Tantangan Implementasi Pengakuan Hukum Adat dalam Kitab Undang-Undang Hukum
Pidana Baru di Indonesia
Syntax Idea, Vol. 6, No. 08, Agustus 2024 3709
PENDAHULUAN
Reformasi Kitab Undang-Undang Pudana (KUHP) telah berhasil dilakukan oleh
Indonesia yang disyahkan pada Desember 2022 dan diundangkan pada tanggal 2 Januari
2023. KUHP baru ini mempunyai masa transisi selama 3 tahun, sehingga akan berlaku pada
tanggal 2 januari tahun 2026 mendatang. Diketahui bahwa KUHP yang selama ini berlaku
merupakan warisan Belanda yang berasal dari Wetboek uan Strafrechl uoor Nederlandsch-
Indie dan berlaku sejak Indonesia merdeka tahun 1945. Meskipun selama ini ada upaya
penyesuaian baik berupa perubahan maupun pembaharuan sebanyak 10 kali, namun dirasa
masih belum memenuhi misi perubahan mendasar dari KUHP yang dinginkan, yaitu misi
dekolonialisasi, konsolidasi, demokratisasi, dan harmonisasi secara terkodifikasi dan
menyeluruh. Misi tersebut membawa konsekuensi perubahan mendasar tentang filosofis,
perspektif, konsep dan teori yang mendasarinya. Dalam konteks politik hukum pidana, Barda
Nawawi Arief menyebut upaya reformasi ini untuk mengubah dan memperbarui hukum
pidana agar sesuai dengan nilai-nilai sosial, politik, filosofis, dan budaya masyarakat
Indonesia yang menjadi dasar kebijakan sosial, kebijakan kriminal, dan penegakan hukum
pidana.

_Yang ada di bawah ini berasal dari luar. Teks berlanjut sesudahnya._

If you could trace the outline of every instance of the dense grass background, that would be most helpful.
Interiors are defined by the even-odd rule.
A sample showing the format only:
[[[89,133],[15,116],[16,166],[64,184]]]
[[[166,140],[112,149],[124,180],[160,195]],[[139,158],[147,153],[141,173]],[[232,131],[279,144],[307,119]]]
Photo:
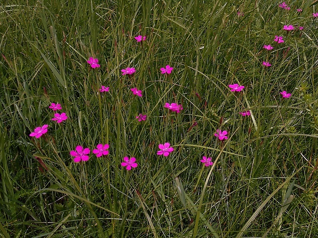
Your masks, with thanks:
[[[3,1],[0,236],[316,237],[318,5],[286,3]],[[51,102],[66,122],[51,121]],[[166,142],[174,151],[157,156]],[[108,156],[74,163],[70,150],[100,143]],[[138,167],[121,167],[124,156]]]

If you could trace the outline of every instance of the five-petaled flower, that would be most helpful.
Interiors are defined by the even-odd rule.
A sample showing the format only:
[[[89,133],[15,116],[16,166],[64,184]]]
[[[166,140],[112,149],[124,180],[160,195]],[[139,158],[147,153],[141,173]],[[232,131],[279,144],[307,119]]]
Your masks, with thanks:
[[[88,155],[91,152],[89,148],[85,149],[81,145],[77,145],[75,148],[75,150],[71,150],[70,155],[74,158],[73,160],[75,163],[78,163],[81,160],[87,161],[89,160],[89,157]]]
[[[284,43],[285,41],[283,39],[283,36],[279,36],[277,35],[275,36],[274,41],[277,42],[277,44]]]
[[[42,135],[48,132],[48,127],[49,125],[45,124],[42,126],[38,126],[34,129],[34,131],[30,134],[30,136],[35,136],[36,138],[38,138]]]
[[[230,89],[232,89],[231,90],[231,92],[241,92],[242,91],[244,88],[244,86],[240,86],[237,83],[234,83],[234,84],[230,84],[229,85],[229,87]]]
[[[266,46],[266,45],[264,45],[264,46],[263,47],[263,48],[264,48],[264,49],[266,49],[267,50],[272,50],[273,49],[274,49],[274,47],[273,47],[270,45],[269,45],[268,46]]]
[[[51,103],[51,105],[49,106],[49,108],[50,108],[53,111],[57,111],[62,110],[62,107],[59,103],[55,104],[54,102],[52,102]]]
[[[98,144],[96,146],[97,148],[93,149],[93,153],[96,155],[96,157],[101,157],[102,156],[107,156],[109,154],[108,148],[109,145],[108,144]]]
[[[90,64],[91,67],[93,69],[100,68],[101,67],[101,66],[97,63],[98,62],[97,58],[94,58],[92,57],[90,57],[88,60],[87,60],[87,62]]]
[[[147,120],[147,115],[143,115],[141,113],[138,116],[136,116],[136,118],[138,119],[138,121],[146,121]]]
[[[126,69],[122,70],[121,71],[123,73],[122,74],[123,75],[125,75],[126,74],[131,75],[133,74],[133,73],[136,72],[136,70],[134,68],[127,67]]]
[[[181,110],[183,109],[182,105],[178,104],[177,103],[175,103],[174,102],[172,103],[171,104],[168,102],[166,102],[166,104],[164,106],[168,109],[169,110],[172,111],[172,112],[175,112],[176,113],[179,113]]]
[[[128,157],[124,157],[124,161],[121,163],[123,167],[126,167],[127,170],[130,170],[132,168],[135,168],[138,166],[138,164],[136,163],[136,158],[131,157],[129,159]]]
[[[132,92],[132,93],[134,94],[135,95],[138,96],[139,97],[143,96],[143,95],[142,94],[142,91],[138,90],[137,88],[133,88],[132,89],[130,89],[130,90],[131,91],[131,92]]]
[[[283,98],[288,98],[291,96],[291,93],[287,93],[286,91],[281,92],[281,94],[282,94]]]
[[[104,92],[108,92],[109,91],[109,87],[106,87],[105,86],[102,86],[102,88],[100,89],[100,92],[103,93]]]
[[[62,121],[66,120],[68,117],[66,116],[66,113],[62,113],[61,114],[59,113],[54,113],[54,117],[51,120],[52,121],[56,121],[58,123],[61,123]]]
[[[170,67],[169,65],[166,66],[166,68],[160,68],[160,70],[161,70],[162,74],[167,73],[168,74],[171,74],[173,69],[173,68]]]
[[[222,132],[221,129],[217,129],[216,133],[214,134],[214,136],[218,138],[219,140],[227,140],[227,132],[226,131],[223,131]]]
[[[270,63],[269,63],[269,62],[265,62],[265,61],[263,61],[263,65],[266,66],[266,67],[269,67],[272,66]]]
[[[137,42],[140,42],[142,40],[146,40],[146,36],[143,36],[142,35],[139,35],[138,36],[136,36],[135,39],[137,40]]]
[[[205,166],[209,167],[213,165],[213,162],[211,161],[211,159],[210,157],[207,158],[205,156],[203,156],[202,159],[200,161],[203,163]]]
[[[174,150],[173,148],[170,147],[170,143],[168,142],[166,142],[164,144],[160,144],[158,147],[160,150],[157,152],[157,155],[160,156],[163,155],[164,156],[167,157]]]

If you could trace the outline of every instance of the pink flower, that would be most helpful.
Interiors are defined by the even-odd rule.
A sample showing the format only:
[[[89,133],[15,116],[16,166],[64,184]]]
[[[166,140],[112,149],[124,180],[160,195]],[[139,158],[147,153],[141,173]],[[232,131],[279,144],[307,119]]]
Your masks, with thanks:
[[[223,131],[222,132],[221,129],[217,129],[216,133],[214,134],[214,136],[218,138],[219,140],[227,140],[227,132],[226,131]]]
[[[250,116],[251,115],[251,113],[250,113],[249,111],[247,111],[246,112],[242,112],[239,113],[242,115],[243,117],[246,117],[246,116]]]
[[[54,117],[51,120],[52,121],[57,121],[56,122],[58,123],[61,123],[68,118],[67,116],[66,116],[66,113],[61,113],[61,115],[59,113],[55,113],[54,116]]]
[[[283,91],[281,92],[281,94],[283,95],[283,98],[288,98],[291,96],[291,94],[287,93],[286,91]]]
[[[134,73],[136,72],[136,70],[135,70],[134,68],[129,68],[127,67],[125,69],[121,70],[123,74],[123,75],[125,75],[126,74],[133,74]]]
[[[202,159],[203,159],[200,160],[200,161],[204,164],[204,166],[209,167],[213,165],[213,162],[211,161],[211,158],[210,157],[207,158],[205,156],[203,156]]]
[[[36,138],[38,138],[42,135],[48,132],[48,127],[49,125],[45,124],[42,126],[38,126],[34,129],[34,131],[30,134],[30,136],[35,136]]]
[[[146,121],[147,120],[147,115],[143,115],[141,113],[139,114],[139,116],[136,117],[136,118],[138,119],[138,121]]]
[[[284,26],[284,27],[283,28],[283,29],[286,31],[292,31],[293,30],[295,30],[295,28],[292,25],[285,25]]]
[[[130,170],[132,168],[135,168],[138,166],[138,164],[135,163],[136,158],[135,157],[131,157],[129,159],[128,157],[124,157],[124,161],[125,162],[122,162],[121,165],[123,167],[126,167],[127,170]]]
[[[53,111],[57,111],[62,110],[62,107],[59,103],[55,104],[54,102],[52,102],[52,103],[51,103],[51,105],[49,106],[49,108],[50,108]]]
[[[283,36],[275,36],[275,39],[274,41],[277,42],[277,44],[284,43],[285,41],[283,39]]]
[[[102,86],[102,88],[100,89],[100,92],[103,93],[104,92],[108,92],[109,91],[109,87],[105,87],[105,86]]]
[[[263,61],[263,65],[266,66],[266,67],[269,67],[272,66],[270,63],[269,63],[269,62],[265,62],[265,61]]]
[[[139,35],[138,36],[136,36],[135,39],[137,40],[137,42],[140,42],[142,40],[146,40],[146,36],[143,36],[142,35]]]
[[[231,90],[231,92],[241,92],[244,88],[245,88],[244,86],[240,86],[237,83],[230,84],[229,85],[229,87],[230,87],[230,89],[232,89]]]
[[[170,143],[168,142],[166,142],[164,144],[160,144],[159,145],[158,145],[158,147],[161,150],[157,152],[157,155],[160,156],[163,155],[164,156],[165,156],[166,157],[168,156],[169,154],[174,150],[174,149],[173,149],[172,147],[170,147]]]
[[[267,50],[271,50],[274,49],[274,47],[271,46],[270,45],[269,45],[268,46],[266,46],[266,45],[264,45],[263,48],[264,49],[266,49]]]
[[[143,95],[142,94],[142,91],[138,90],[137,88],[134,88],[133,89],[130,89],[130,90],[131,91],[131,92],[132,92],[132,93],[134,94],[135,95],[139,96],[140,97],[143,96]]]
[[[87,62],[91,65],[91,67],[93,69],[95,68],[100,68],[101,67],[101,66],[97,63],[98,62],[98,59],[94,59],[92,57],[90,57],[89,58],[89,59],[87,60]]]
[[[101,157],[102,156],[107,156],[109,154],[109,152],[108,150],[109,148],[109,145],[108,144],[98,144],[96,146],[96,149],[93,149],[93,153],[96,155],[96,157]]]
[[[168,109],[169,110],[172,112],[175,112],[176,113],[179,113],[181,110],[183,109],[182,105],[178,104],[173,102],[171,104],[168,102],[166,102],[165,105],[164,106],[165,107]]]
[[[170,67],[169,65],[166,66],[165,69],[164,68],[160,68],[160,70],[161,70],[162,74],[167,73],[168,74],[171,74],[173,69],[173,68]]]
[[[85,149],[81,145],[77,145],[75,150],[71,150],[70,152],[70,155],[71,156],[75,157],[73,160],[75,163],[78,163],[81,160],[83,161],[87,161],[89,159],[89,157],[86,155],[89,154],[91,150],[89,148],[85,148]]]

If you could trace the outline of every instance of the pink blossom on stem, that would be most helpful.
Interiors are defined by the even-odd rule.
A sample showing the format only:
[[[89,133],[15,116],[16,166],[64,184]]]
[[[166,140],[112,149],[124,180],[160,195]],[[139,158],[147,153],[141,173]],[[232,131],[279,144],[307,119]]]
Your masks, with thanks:
[[[124,161],[125,162],[122,162],[121,165],[123,167],[126,167],[126,169],[127,170],[130,170],[132,168],[135,168],[138,166],[138,164],[136,163],[136,158],[135,157],[131,157],[130,159],[127,157],[124,157]]]
[[[89,159],[88,155],[91,150],[89,148],[85,148],[85,149],[81,145],[77,145],[75,148],[75,150],[71,150],[70,155],[74,158],[73,160],[75,163],[78,163],[81,160],[87,161]]]
[[[166,142],[165,144],[160,144],[158,147],[160,149],[160,150],[157,152],[157,155],[160,156],[163,155],[163,156],[166,157],[174,150],[173,148],[170,147],[170,143],[168,142]]]

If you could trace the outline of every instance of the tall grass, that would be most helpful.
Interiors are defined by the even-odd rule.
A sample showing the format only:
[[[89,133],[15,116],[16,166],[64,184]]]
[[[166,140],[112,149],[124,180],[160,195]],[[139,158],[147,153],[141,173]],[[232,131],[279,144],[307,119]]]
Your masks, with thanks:
[[[259,0],[3,2],[1,237],[318,234],[316,2],[288,2],[287,11]],[[290,24],[304,30],[283,30]],[[167,64],[172,73],[161,74]],[[128,67],[136,73],[122,76]],[[51,102],[67,121],[51,120]],[[48,133],[29,136],[44,124]],[[174,151],[156,155],[166,142]],[[109,156],[73,162],[76,145],[98,143]],[[125,156],[138,167],[122,167]]]

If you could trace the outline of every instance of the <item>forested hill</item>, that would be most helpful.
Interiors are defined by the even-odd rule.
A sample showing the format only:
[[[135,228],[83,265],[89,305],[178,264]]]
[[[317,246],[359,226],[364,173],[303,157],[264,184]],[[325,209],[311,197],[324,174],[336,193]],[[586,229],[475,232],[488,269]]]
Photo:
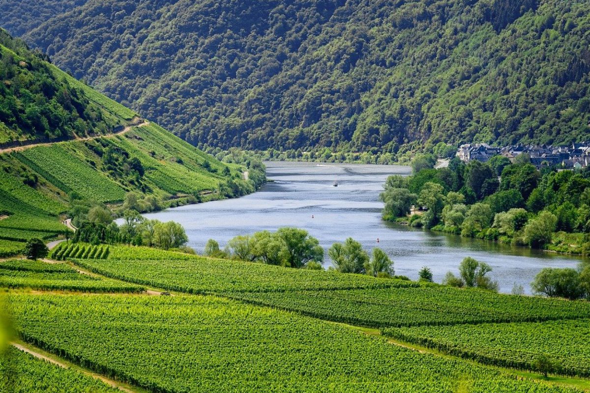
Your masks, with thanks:
[[[105,97],[73,81],[0,29],[0,147],[106,134],[135,116],[103,106],[94,98]]]
[[[396,152],[590,138],[587,0],[70,4],[13,28],[195,144]]]

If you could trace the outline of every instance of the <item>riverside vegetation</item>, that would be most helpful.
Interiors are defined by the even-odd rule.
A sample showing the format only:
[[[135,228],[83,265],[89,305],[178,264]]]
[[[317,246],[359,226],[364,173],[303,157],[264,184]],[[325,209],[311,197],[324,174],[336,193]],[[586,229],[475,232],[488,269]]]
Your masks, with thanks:
[[[448,167],[432,168],[436,158],[419,154],[413,174],[389,177],[381,194],[385,220],[463,236],[588,255],[590,239],[590,171],[540,171],[526,155],[512,163],[497,156],[487,163],[464,164],[452,159]],[[499,180],[500,179],[500,180]],[[417,206],[418,208],[414,208]],[[486,264],[467,259],[461,277],[449,273],[452,285],[493,288]],[[470,270],[470,272],[467,272]],[[587,297],[590,266],[543,269],[532,286],[539,293],[569,299]]]
[[[0,56],[5,81],[0,86],[0,143],[19,141],[0,153],[2,256],[19,253],[32,239],[71,236],[60,222],[67,217],[76,226],[94,226],[92,235],[81,232],[87,241],[94,236],[112,240],[115,229],[106,227],[111,212],[122,215],[239,196],[266,180],[257,159],[241,153],[231,163],[221,162],[141,120],[3,30]],[[53,143],[27,146],[48,141]],[[126,236],[131,238],[119,240],[136,237]]]
[[[388,163],[588,137],[585,0],[5,4],[10,31],[199,147]]]
[[[384,388],[447,392],[454,391],[458,386],[468,386],[470,391],[474,392],[580,391],[520,380],[510,372],[460,359],[421,354],[330,321],[382,329],[391,337],[396,336],[394,326],[408,329],[438,326],[436,328],[441,331],[457,326],[468,332],[486,326],[474,323],[487,323],[502,330],[510,329],[513,324],[531,323],[528,321],[535,321],[539,326],[555,321],[572,336],[578,336],[583,334],[578,329],[584,326],[584,319],[590,318],[590,303],[586,302],[230,261],[146,247],[112,245],[106,259],[88,259],[83,257],[96,254],[104,246],[77,246],[85,250],[80,254],[78,250],[74,256],[82,257],[67,257],[68,260],[95,273],[116,278],[97,276],[98,285],[92,286],[84,285],[91,282],[90,278],[81,279],[78,288],[52,286],[60,282],[55,275],[84,275],[64,262],[0,262],[0,272],[27,273],[21,277],[28,286],[11,286],[0,280],[0,286],[12,288],[2,296],[8,301],[19,339],[28,348],[40,347],[83,366],[77,374],[76,370],[69,372],[77,377],[66,384],[68,387],[91,384],[80,374],[87,368],[132,387],[161,392],[181,388],[209,391],[212,387],[231,391],[238,386],[248,391],[270,391],[278,386],[293,391],[317,391],[317,387],[327,388],[332,384],[348,387],[345,391],[350,392],[378,392]],[[71,247],[61,246],[50,257],[64,255],[63,250]],[[50,285],[37,285],[38,278],[28,274],[33,273]],[[120,286],[110,286],[109,280]],[[172,297],[90,294],[143,290],[124,282],[143,282],[178,292]],[[31,293],[27,288],[41,292]],[[58,289],[74,292],[47,292]],[[126,326],[130,328],[122,329]],[[480,330],[486,331],[483,328]],[[546,336],[543,331],[539,333]],[[486,339],[484,336],[477,341],[470,338],[482,345]],[[411,338],[404,341],[414,342]],[[155,348],[155,342],[158,343]],[[469,348],[469,341],[461,342]],[[183,348],[181,352],[179,343]],[[519,341],[525,350],[533,351],[533,355],[513,352],[506,362],[494,364],[541,374],[584,375],[571,371],[578,369],[573,359],[569,364],[574,365],[573,369],[537,367],[530,361],[535,358],[534,354],[548,356],[551,364],[556,364],[560,355],[536,343]],[[497,350],[490,356],[516,348],[510,341],[496,345]],[[468,357],[458,351],[451,353]],[[191,354],[193,365],[189,367],[187,354]],[[583,352],[581,356],[583,359]],[[376,369],[376,358],[379,359]],[[469,358],[489,362],[483,358]],[[191,369],[195,361],[203,365],[197,374]],[[153,364],[158,367],[149,365]],[[250,366],[244,367],[244,364]],[[256,366],[261,364],[281,371],[269,375]],[[26,387],[22,391],[41,391],[42,388],[32,387],[34,379],[44,378],[41,376],[53,368],[53,377],[44,377],[49,381],[45,383],[57,383],[55,379],[64,373],[12,349],[0,358],[2,369],[25,366],[29,370],[26,375],[14,371],[3,374],[1,382],[5,385],[0,386],[18,384]],[[368,373],[371,378],[366,378]],[[575,385],[578,380],[568,381]]]

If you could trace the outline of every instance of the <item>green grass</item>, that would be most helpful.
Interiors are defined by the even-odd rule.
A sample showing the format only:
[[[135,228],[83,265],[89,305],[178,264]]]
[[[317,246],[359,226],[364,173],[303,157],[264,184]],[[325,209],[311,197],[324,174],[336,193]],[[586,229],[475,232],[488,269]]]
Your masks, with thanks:
[[[61,243],[51,250],[50,257],[56,260],[64,260],[70,258],[94,258],[104,259],[108,256],[109,246],[93,246],[78,243]]]
[[[577,391],[215,297],[10,294],[25,341],[152,391]]]
[[[137,114],[130,109],[121,105],[114,100],[111,100],[104,94],[99,93],[90,86],[82,83],[73,77],[68,75],[55,66],[50,64],[49,67],[53,71],[57,78],[65,78],[68,82],[76,87],[83,90],[86,97],[91,101],[97,104],[105,110],[116,117],[130,120],[137,116]]]
[[[114,250],[113,255],[116,254]],[[153,250],[154,257],[159,252]],[[112,255],[111,256],[112,257]],[[141,257],[137,256],[136,257]],[[416,285],[366,275],[294,269],[261,263],[188,256],[185,259],[74,259],[100,275],[188,293],[281,292]]]
[[[47,214],[57,216],[67,209],[67,206],[51,199],[32,187],[27,186],[14,176],[3,173],[0,176],[0,210],[14,213],[29,210],[37,213],[42,210]]]
[[[116,393],[121,391],[71,369],[15,348],[0,356],[0,391],[10,393]]]
[[[22,242],[0,239],[0,258],[20,254],[24,248],[25,243]]]
[[[481,363],[537,371],[535,359],[546,355],[553,373],[590,376],[590,320],[485,323],[387,329],[394,339]]]
[[[103,202],[120,201],[125,196],[119,184],[77,158],[63,144],[38,146],[15,156],[64,192],[76,191],[84,198]]]
[[[23,260],[0,262],[0,287],[90,292],[139,292],[142,287],[78,273],[64,263]]]
[[[590,317],[588,302],[443,286],[231,296],[323,319],[377,328]]]

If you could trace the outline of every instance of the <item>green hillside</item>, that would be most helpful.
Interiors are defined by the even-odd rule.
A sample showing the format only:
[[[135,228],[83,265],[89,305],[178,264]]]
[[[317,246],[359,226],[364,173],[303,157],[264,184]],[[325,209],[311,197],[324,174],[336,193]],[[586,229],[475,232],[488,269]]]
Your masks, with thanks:
[[[240,166],[222,163],[139,118],[3,31],[0,40],[0,75],[12,75],[9,83],[0,85],[0,134],[24,141],[0,144],[0,256],[18,253],[28,239],[65,233],[61,220],[74,201],[117,206],[133,192],[166,207],[195,202],[205,194],[209,199],[232,196],[228,184],[240,192],[260,185],[242,180]],[[21,61],[27,64],[22,69],[18,68]],[[77,98],[64,103],[52,97],[54,87],[63,93],[60,97]],[[7,103],[18,109],[11,112],[11,121],[2,117]],[[48,127],[42,134],[25,127],[31,124],[27,119],[31,108],[40,110],[40,124]],[[55,113],[44,111],[47,108],[63,117],[54,118]],[[85,114],[95,117],[85,120]],[[54,120],[63,127],[55,128]],[[226,191],[215,192],[221,189]]]
[[[112,132],[130,119],[120,105],[58,72],[42,56],[0,30],[0,147],[30,140],[63,140]],[[93,99],[94,98],[94,99]]]
[[[397,153],[425,141],[590,138],[585,0],[107,0],[70,9],[14,31],[195,145]]]

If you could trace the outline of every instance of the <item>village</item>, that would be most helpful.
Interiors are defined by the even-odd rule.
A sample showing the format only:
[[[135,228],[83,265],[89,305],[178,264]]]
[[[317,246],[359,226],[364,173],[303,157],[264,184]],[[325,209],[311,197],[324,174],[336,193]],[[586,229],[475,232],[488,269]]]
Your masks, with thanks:
[[[580,170],[590,164],[590,143],[573,143],[565,146],[514,145],[495,147],[487,143],[461,145],[457,157],[462,161],[474,160],[486,162],[494,156],[500,154],[514,162],[519,156],[526,154],[530,163],[537,169],[543,167],[560,167],[563,169]]]

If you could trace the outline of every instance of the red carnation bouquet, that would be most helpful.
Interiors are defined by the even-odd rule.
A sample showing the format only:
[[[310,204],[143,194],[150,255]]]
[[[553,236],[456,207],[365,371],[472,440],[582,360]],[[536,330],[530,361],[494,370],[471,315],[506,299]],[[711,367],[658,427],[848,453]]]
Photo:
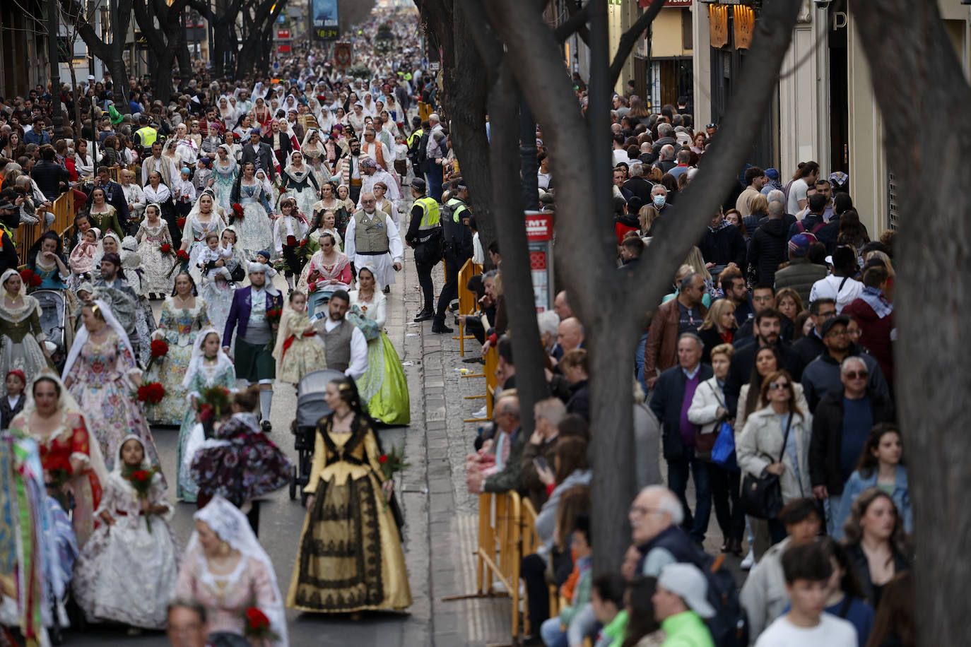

Oleh karena itu, hukum pidana tidak hanya bersifat normatif, tetapi juga memerlukan
pendekatan empiris, sosiologis, historis, dan integrasi dengan kebijakan sosial dan
pembangunan nasional secara keseluruhan (Arief, 2016).
KUHP baru memberikan perubahan yang mendasar terkait dengan tujuan untuk
mengatur atau mengorganisir ulang (rekonstruksi atau reformulasi) struktur hukum pidana
nasional menjadi lebih terpadu (Apriliani, 2023). KUHP Baru yang diundangkan dengan UU
No. 1 Tahun 2023, meskipun masih menghadapi beberapa kritik terkait rumusan beberapa
pasal, namun telah mengakomodasi sejumlah pemikiran mendasar yang penting untuk
memperbarui penegakan hukum pidana di Indonesia. Konsep-konsep yang menjadi antitesis
dari paradigma klasik positivisme-formil menjadi bagian integral yang signifikan di
dalamnya. Salah satu aspek penting dari beberapa pembaruan dalam KUHP Baru Indonesia
adalah penyatuan hukum yang hidup (living law) dalam sistem hukum pidana nasional yang
baru (Magala, 2023).
Beberapa penelitian sebelumnya melihat persoalan dan permasalahan jika living law
diadopsi dalam hukum pidana sehingga dinilai belum sepenuhnya dapat diterapkan akibat dari
banyaknya kekosongan hukum, aturan yang inkonsistensi, dan pemahaman masyarakat
terhadap living law yang belum merata (Pawana, 2023). Pengaturan hukum yang hidup saat
ini masih berupa pengakuan atau akomodasi, namun belum dapat memberikan kepastian yang
rinci, sehingga masih memerlukan pengaturan yang sifatnya lex specialis (Irawan & Pura,
2023). Namun disisi lain rumusan hukum yang hidup dalam KUHP baru telah sesuai dengan
konsep dan nilai-nilai hukum progresif, termasuk mendekonstruksi positivisme hukum
dengan memperluas prinsip legalitas, menerapkan paradigma holistik, dan mereorientasi
tujuan hukum ke arah keadilan substantive (Magala, 2023). Oleh karena itu akomodasi
hukum adat dalam KUHP baru ini dipastikan akan menemui berbagai tantangan dalam
implementasinya. Tulisan ini bertujuan untuk membahas tentang living law yang ada dalam
KUHP baru dan menguraikan beberapa tantangan ke depan terkait dengan implementasi
hukum adat dalam KUHP baru tersebut.
Penelitian ini menggunakan metode penelitian hukum normatif. Pengumpulan data
dilakukan melalui pencarian data sekunder berupa bahan hukum primer dan bahan hukum
sekunder yang relevan dengan pokok permasalahan yang diteliti. Pendekatan yang digunakan
dalam analisis adalah yuridis-normatif dan kemudian dibahas juga dengan pendekatan
sosiologis melalui teori-teori ilmu sosial yang relevan.